I get where you are coming from. There are people on this board, a lot actually, who don't believe infidelity is impossible to overcome. I would venture to say though, most would say a lot depends on the cheater taking full responsibility for their choices. You are correct, I do not know your husband. All I have to go on is what you have written, and the fact that he is a human, most likely American. The reason you have a bunch of people going off on this tangent of repeated infidelity, and nor focussing on your precise question about anger, is because of the background you have provided. You keep saying we don't know your circumstances precisely, your situation, your husband is unique. It isn't. He isn't. If you read enough accounts of infidelity common themes emerge, patterns of behaviour. Your description has everyone's alarms going off like crazy about your husband's behaviour that you notice. That type of behaviour usually goes with other things that the betrayed spouse was completely in the dark about. They swear there was no way their spouse could have done the things they did, but they were wrong. Sound familiar? What you are being told is that you need to know just exactly what it is that you are trying to get over. Exactly who you are married to. And the likelihood that you have even that basic bit of information right now is extremely low. You are right about a relationship without trust, it just isn't worth anything in the end, but neither is one where the trust given is abused and misplaced. No one here giving advice has anything at all invested in your relationship. It is given only in the interest of helping you. The lack of investment means you can get a more objective take on the situations you describe because we have nothing to gain or lose really.


----------



## lyngreen504 (Jun 7, 2011)

Yes, American. lol. and I will take responsibility for making it sound worse than it really was. That was definitely some of the anger speaking. Two days ago I was in a darker place than I am today, but he's definitely made it easier since then. 
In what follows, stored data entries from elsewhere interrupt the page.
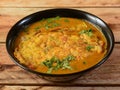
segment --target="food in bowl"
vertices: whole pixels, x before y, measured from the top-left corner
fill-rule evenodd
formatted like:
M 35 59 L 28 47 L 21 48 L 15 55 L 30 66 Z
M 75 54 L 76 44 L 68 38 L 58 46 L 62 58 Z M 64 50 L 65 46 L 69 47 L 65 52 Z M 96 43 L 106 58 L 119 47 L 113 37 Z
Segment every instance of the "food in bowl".
M 15 39 L 14 56 L 30 69 L 49 74 L 70 74 L 99 63 L 107 52 L 100 28 L 85 19 L 43 18 Z

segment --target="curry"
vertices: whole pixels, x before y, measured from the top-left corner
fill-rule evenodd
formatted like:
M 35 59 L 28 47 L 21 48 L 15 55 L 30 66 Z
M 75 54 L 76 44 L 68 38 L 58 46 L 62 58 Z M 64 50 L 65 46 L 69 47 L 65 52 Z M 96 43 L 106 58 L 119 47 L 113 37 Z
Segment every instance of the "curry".
M 69 74 L 86 70 L 102 60 L 107 41 L 92 23 L 77 18 L 52 17 L 21 30 L 14 55 L 32 70 Z

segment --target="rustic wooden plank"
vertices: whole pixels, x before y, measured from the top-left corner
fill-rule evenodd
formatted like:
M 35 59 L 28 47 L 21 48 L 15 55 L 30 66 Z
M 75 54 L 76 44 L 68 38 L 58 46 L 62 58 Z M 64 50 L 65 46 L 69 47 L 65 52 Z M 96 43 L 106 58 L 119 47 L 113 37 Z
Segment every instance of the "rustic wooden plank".
M 0 85 L 0 90 L 41 90 L 41 86 L 7 86 Z
M 5 42 L 10 28 L 21 18 L 33 12 L 49 8 L 0 8 L 0 42 Z M 115 41 L 120 41 L 120 10 L 119 8 L 76 8 L 93 13 L 108 23 L 115 35 Z M 104 13 L 103 13 L 104 11 Z M 114 11 L 114 12 L 113 12 Z
M 0 7 L 119 7 L 120 0 L 2 0 Z
M 0 43 L 0 65 L 2 64 L 13 64 L 7 51 L 5 44 Z
M 69 83 L 52 83 L 16 66 L 0 44 L 0 84 L 24 85 L 120 85 L 120 44 L 115 44 L 110 58 L 99 68 Z
M 120 87 L 0 86 L 1 90 L 119 90 Z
And trust me when I say I know about infedelity. My father cheated on my mother for 12 years. When I was 8 I knew what it meant to sleep with other women and what cheating meant (listened to way too many fights). I do NOT want the same life as my mothers, but I do see a difference in my husband compared to my fathers. my father did not care to try to work it out with my mom, he just got worse and worse as soon as he got caught. my mom stayed for my sister and I. I know what I'm looking for in him and I expected to see some of my dad in him, but he has completely surprised me in how he's handling "us" now. 

And no I wasn't in the dark about it.  I know that its possible even in the best of the relationships out there. I wasn't surprised about it and i"m not crying about it like I thought I would have. i'm more on the angry side. I'm not depressed about it. I've read some accounts about how they were completely surprised and in the dark, caught of guard... No... That's not me. I was actually really calm when I told him to leave. I've never told him to leave before this. I got that from my mother. The only difference was that when my mother told my father to leave, he left and left with a vengeance, but that's a wholeNother story. I told him to leave and he did not. He wanted to stay and has been fighting every day to stay. The memories of what happened do spark up anger right away, I need help there. 

he didn't destroy me as a person. He didn't break me. I don't cry. I'm composed and normal in front of people. I'm stronger than I thought I would be if it happened. I think that surprised him. I don't think he expected that from me.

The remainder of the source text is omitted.